Ao nível da ilustração, acho que está muito bonito. Estou ansioso por experimentar a cor, os pigmentos e as texturas. Mas ao nível do texto, que é onde eu começo, eu queria fazer um texto como uma paródia, despretensioso, sem moral. Não tem moral, quer dizer, ter tem. O livro é sobre a vaidade, então, fala de um pássaro que nasce, que acha que nasceu para ser rei e para reinar os outros. Assim, anda de reino em reino a oferecer-se para ser rei. Para vocês perceberem, leio-vos só o primeiro parágrafo que diz: “Aviso-vos já que neste reino, as galinhas têm dentes e os porcos andam de bicicleta, e como se não bastasse, um dia nasceu um pássaro que disse que queria ser rei”. Logo, a partir daí, o leitor já sabe que pode esperar de tudo do texto, que ali pode acontecer de tudo. E depois tem muitos trocadilhos ao longo da obra e o nível da ilustração vai um pouco no registo de As gravatas do meu pai e de A cidade que queria viver no campo.


- Saiu agora o seu novo livro. Poderia falar-nos sobre ele, se é infantil?


Tenho aqui uma ilustração, está a lápis, que é quando ele vai todo vaidoso e tropeça, ele passa a vida a tropeçar e os outros animais riem-se e chamam-lhe de Chicla Mancla, porque ele só tropeça e se levanta. Depois eu achei engraçado, e o que é que eu fiz, o pássaro tem uma coroa e dessa coroa saem os seus pensamentos. Então, paralelamente ao texto, nós podemos ler os seus pensamentos.


- Para futuros escritores e ilustradores que conselhos lhes daria?


Costumo dizer sempre “insistir, insistir, insistir, experimentar se for preciso uma audição de autor, investir no seu talento, acreditar, experimentar os concursos, passatempos, são sempre uma porta aberta”…

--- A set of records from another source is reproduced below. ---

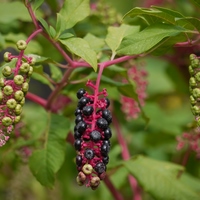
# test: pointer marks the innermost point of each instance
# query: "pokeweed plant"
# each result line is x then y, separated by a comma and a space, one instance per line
97, 71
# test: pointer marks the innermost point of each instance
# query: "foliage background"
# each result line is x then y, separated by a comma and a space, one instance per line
167, 107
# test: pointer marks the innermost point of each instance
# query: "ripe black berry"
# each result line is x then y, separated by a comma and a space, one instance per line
102, 123
105, 160
89, 154
77, 135
100, 168
78, 119
95, 136
82, 102
106, 114
104, 150
88, 110
80, 93
107, 134
77, 111
77, 144
78, 160
81, 126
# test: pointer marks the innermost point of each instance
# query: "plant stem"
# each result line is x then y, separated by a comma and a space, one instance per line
36, 99
58, 88
112, 189
126, 156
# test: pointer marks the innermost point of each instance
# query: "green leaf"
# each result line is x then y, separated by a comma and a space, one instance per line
45, 163
72, 12
95, 43
81, 48
116, 34
36, 4
150, 15
159, 178
9, 13
148, 38
56, 73
197, 2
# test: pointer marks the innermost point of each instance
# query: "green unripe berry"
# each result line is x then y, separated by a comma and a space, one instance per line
17, 119
6, 121
196, 93
19, 95
1, 81
195, 63
18, 79
87, 169
24, 68
1, 95
11, 103
22, 102
192, 82
21, 45
6, 56
192, 100
7, 71
25, 87
192, 56
18, 109
197, 76
8, 90
30, 71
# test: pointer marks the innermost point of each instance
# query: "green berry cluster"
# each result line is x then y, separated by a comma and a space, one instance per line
194, 86
14, 84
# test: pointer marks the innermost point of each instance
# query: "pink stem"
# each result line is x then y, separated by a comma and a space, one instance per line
126, 156
36, 99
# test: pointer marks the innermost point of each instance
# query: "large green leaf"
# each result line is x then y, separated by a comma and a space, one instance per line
151, 15
72, 12
159, 178
81, 48
116, 34
45, 163
9, 13
148, 38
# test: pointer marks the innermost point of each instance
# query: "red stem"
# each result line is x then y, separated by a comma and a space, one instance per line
126, 156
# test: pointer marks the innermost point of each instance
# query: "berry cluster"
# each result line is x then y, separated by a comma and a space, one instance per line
92, 134
13, 87
194, 86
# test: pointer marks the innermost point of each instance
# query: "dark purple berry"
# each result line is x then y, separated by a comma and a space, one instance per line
77, 144
83, 102
81, 127
104, 150
78, 119
95, 136
80, 93
77, 135
106, 114
78, 160
107, 102
89, 154
100, 168
107, 142
78, 111
88, 110
102, 123
107, 134
105, 160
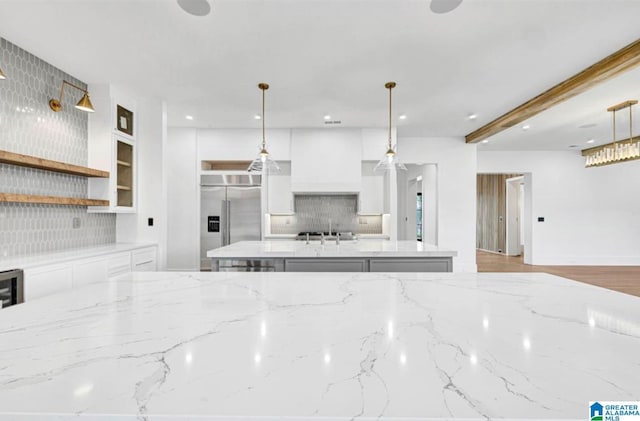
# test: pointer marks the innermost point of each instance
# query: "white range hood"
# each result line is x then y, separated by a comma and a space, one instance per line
326, 160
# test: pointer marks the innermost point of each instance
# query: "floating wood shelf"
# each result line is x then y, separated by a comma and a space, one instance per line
46, 164
51, 200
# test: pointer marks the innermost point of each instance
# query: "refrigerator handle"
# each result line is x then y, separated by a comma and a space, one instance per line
224, 223
228, 222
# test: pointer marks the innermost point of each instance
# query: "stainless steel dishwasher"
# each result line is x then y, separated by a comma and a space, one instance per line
257, 265
11, 287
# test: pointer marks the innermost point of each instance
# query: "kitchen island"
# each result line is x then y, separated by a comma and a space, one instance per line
348, 256
220, 346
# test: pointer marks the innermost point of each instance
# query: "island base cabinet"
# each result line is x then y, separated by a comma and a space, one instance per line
410, 265
325, 265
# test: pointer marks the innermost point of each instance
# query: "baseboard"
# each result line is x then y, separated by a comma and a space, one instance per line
587, 261
497, 252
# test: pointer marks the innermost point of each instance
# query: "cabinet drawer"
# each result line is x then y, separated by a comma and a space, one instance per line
119, 264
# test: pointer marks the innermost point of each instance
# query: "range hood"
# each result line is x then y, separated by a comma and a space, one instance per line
326, 161
230, 179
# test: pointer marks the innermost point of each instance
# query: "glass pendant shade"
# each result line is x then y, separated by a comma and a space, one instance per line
390, 159
388, 162
263, 163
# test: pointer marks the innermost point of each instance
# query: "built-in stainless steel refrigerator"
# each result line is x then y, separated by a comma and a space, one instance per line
230, 211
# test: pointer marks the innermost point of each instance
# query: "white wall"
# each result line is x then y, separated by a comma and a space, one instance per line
183, 228
152, 195
592, 215
430, 204
242, 144
456, 179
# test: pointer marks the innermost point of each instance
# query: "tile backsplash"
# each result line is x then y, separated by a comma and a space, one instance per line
28, 126
313, 213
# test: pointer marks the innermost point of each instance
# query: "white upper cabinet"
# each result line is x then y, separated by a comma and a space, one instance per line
112, 147
280, 198
326, 160
371, 199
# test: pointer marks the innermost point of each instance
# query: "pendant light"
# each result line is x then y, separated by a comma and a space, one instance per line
263, 161
390, 159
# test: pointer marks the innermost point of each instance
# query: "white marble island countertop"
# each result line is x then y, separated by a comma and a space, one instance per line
317, 346
292, 249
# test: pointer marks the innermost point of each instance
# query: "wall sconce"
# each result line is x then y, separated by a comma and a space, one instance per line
84, 104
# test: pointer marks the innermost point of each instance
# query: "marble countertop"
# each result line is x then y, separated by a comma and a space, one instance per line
317, 346
366, 248
43, 259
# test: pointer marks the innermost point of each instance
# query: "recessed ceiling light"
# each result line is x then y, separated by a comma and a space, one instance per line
444, 6
195, 7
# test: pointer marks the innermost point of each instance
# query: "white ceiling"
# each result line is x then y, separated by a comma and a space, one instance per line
334, 56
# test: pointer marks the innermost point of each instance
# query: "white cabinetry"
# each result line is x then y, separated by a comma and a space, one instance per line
326, 160
89, 271
280, 198
112, 147
47, 280
118, 264
56, 277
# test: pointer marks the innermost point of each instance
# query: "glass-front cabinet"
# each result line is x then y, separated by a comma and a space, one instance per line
125, 165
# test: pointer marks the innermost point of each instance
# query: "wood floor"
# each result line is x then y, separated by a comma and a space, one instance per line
618, 278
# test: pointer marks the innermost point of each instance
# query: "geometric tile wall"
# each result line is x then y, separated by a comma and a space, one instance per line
28, 126
313, 212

- O que dizem os seus olhos?


Dizem que é preciso acreditar, que é preciso sonhar; e depois trabalhar muito, não basta a imaginação, é preciso muita dedicação. Quando temos um sonho desde pequenino de ir percorrer mundos e ultrapassar barreiras e obstáculos para concretizá-lo, temos de ser mesmo persistentes e acreditar. E eu todos os dias luto por isso, às vezes não é fácil porque há dias mais complicados, mas sei que estou no bom caminho; e vou continuar, por isso, estou aqui para ficar.